You know, we don't wanna be dictators by any means. We don't want to, like, fight people who are trying to make the product better. I think this is something that happens a lot with purely managed systems that also have an open source version is that the company is incentivized to make the product harder to manage. Right? Because they want to be the only ones who can do that, and we really don't want to be that at all. We're trying to make Grapple as easy to use for as many people as possible. My hope here is that by just being open about our road map, you know, we we use a GitHub issue tracker, and we're planning to move more and more of our sort of Kanban boards and that sort of thing into the open.
And, hopefully, by just engaging with the community, like with our Slack channel, which is publicly open as well, we can come to a place where everyone's just trying to do the right thing. Right? Where we don't have to worry that someone's gonna come in and, you know, try to reimplement maybe 1 of those plugins, like the GuardDuty plugin, just to cause us trouble. Right? If they wanna do it because it's better the way they're doing it, that's great. I I would never wanna get in the way of that by any means. So my hope is that we can come to a a good understanding with our community where everyone's just trying to help companies and help people stay safer.
[00:30:31] Unknown:
In terms of the specifics of the security compromises that you're able to detect and being able to surface those events. I know that a lot of the initial generation of systems like this were very heuristics based and brittle and subject to easy compromise by attackers who knew what was being used to detect these particular threats because of the fact that these are graph based and you're able to join all of these complex events together to get a good view of things. What are some of the useful questions to be asking in order to be able to to discover events and ways to surface them in the case of any sort of known compromises that that a system might be subject to?
[00:31:18] Unknown:
Yeah. So I think there's a lot of attacker behaviors that, for multiple reasons, are just more painful to express in other systems. And I think the 2 main reasons that I've seen are that the query languages and the underlying database make it really hard to combine multiple events together to make 1, you know, larger contextualized event. So you're forced to just work with what's there, which is typically a lot more brittle. You're just lacking information. And that coupled with the false positive issue that these other systems has, really pushes defenders into building worse detection. So you get detections that overfocus on properties that the attacker can control and then basically try to filter out as much existing data as they can to try to hone in on the attacker.

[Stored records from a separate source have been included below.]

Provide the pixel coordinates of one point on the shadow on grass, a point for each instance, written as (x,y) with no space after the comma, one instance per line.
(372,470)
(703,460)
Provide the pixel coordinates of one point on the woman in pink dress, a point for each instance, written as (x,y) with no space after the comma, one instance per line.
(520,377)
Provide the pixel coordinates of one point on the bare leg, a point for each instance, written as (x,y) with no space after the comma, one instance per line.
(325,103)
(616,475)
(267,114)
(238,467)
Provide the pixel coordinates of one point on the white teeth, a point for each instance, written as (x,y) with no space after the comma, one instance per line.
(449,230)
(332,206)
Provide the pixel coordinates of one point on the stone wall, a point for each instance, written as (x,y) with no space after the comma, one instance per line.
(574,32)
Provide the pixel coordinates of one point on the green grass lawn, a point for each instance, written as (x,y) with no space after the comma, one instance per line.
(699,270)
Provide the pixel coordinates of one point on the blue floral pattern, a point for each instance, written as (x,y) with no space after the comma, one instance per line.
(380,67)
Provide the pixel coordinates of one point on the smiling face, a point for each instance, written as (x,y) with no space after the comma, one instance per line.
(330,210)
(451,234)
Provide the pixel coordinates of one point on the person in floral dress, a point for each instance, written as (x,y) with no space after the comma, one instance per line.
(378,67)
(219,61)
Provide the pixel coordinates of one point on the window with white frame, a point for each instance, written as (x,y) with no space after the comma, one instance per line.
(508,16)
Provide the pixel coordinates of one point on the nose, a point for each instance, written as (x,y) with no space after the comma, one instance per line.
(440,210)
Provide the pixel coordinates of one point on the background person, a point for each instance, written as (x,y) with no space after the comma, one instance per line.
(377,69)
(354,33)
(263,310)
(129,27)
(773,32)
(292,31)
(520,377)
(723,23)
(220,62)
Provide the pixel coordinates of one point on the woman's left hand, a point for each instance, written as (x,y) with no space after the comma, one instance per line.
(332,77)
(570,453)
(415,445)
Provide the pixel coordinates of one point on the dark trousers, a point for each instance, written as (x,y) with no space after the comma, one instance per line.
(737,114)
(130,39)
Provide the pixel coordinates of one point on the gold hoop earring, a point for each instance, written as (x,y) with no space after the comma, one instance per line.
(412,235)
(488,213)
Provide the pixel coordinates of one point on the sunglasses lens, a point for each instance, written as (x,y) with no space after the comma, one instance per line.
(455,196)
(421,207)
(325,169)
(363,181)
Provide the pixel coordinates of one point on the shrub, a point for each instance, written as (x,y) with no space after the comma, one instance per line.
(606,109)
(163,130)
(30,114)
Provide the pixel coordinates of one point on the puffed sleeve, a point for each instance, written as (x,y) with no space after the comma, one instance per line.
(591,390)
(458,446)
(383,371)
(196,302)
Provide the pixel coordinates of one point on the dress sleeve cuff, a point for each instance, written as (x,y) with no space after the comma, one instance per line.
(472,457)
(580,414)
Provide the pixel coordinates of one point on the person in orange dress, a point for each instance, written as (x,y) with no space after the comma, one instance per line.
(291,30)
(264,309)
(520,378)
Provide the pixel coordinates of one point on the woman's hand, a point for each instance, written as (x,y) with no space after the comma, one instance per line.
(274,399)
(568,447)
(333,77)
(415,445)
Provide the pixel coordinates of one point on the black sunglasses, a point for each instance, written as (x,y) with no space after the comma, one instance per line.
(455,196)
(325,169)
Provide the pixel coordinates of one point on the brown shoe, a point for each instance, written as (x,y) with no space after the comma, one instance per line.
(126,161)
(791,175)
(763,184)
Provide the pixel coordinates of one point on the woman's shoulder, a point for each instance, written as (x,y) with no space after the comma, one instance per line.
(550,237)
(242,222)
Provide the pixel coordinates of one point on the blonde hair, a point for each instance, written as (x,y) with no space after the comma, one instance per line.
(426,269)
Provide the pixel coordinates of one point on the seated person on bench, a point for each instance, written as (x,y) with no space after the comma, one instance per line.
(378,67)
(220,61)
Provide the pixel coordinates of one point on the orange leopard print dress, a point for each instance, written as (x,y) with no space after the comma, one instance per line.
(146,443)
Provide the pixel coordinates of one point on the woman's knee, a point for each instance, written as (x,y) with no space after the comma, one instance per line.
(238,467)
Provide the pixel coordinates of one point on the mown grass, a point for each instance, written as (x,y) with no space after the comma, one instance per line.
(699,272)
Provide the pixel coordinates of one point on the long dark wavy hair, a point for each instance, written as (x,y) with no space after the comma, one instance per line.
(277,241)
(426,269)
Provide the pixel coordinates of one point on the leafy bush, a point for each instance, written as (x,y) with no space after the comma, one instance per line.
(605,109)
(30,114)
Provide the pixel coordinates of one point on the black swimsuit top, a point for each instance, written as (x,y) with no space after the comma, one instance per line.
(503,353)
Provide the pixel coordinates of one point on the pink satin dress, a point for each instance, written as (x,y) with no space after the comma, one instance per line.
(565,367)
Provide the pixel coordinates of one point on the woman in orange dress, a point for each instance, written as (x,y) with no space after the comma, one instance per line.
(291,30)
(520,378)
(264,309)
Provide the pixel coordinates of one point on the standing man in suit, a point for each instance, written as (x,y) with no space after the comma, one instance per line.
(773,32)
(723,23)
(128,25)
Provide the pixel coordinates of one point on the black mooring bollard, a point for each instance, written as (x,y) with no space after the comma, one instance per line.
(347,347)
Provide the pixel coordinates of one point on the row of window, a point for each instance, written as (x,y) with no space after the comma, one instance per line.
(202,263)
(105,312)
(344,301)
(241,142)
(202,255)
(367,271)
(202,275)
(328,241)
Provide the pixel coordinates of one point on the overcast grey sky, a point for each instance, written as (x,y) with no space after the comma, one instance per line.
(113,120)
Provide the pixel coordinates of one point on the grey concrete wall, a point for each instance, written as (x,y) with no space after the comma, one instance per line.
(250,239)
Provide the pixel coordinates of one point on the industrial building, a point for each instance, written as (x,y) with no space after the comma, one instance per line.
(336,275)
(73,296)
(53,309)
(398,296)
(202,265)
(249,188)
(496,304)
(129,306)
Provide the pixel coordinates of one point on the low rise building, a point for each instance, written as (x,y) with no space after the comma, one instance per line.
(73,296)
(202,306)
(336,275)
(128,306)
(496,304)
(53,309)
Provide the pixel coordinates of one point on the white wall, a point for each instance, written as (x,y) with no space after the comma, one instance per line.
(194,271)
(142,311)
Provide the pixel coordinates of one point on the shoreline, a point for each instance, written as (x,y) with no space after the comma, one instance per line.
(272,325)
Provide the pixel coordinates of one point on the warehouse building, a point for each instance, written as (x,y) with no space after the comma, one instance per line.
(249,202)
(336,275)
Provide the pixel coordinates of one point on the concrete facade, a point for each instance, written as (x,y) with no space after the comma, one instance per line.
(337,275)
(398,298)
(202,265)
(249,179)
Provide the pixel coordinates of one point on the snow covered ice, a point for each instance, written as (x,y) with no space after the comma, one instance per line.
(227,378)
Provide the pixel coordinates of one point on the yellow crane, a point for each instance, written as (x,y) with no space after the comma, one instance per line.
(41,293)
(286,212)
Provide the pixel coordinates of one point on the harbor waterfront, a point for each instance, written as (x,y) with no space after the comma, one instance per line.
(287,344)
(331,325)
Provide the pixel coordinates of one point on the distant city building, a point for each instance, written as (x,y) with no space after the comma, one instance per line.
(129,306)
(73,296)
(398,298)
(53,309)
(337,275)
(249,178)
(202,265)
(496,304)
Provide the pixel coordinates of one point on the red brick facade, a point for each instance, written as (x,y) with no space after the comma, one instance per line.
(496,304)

But what this means is that the attacker has tons of room to just work within what you've already, you know, whitelisted out of your detection and that sort of thing. That's a really serious problem, and 1 I've seen just about every company using these systems run into quite a lot. Grapple takes a very, very different approach. So, of course, the graph based approach just means that we can much more easily understand the system. If I wanna join together a process, all of its children, its parent process, its grandparent process, you know, its binary file, those sorts of things, that's extremely efficient. So 1 example that I really like is the dropper behavior. So droppers are a malware technique where the initial payload that you download is very small. It's, like, very benign looking, a really, really simple program to basically make it harder to analyze for, like, an antivirus or something.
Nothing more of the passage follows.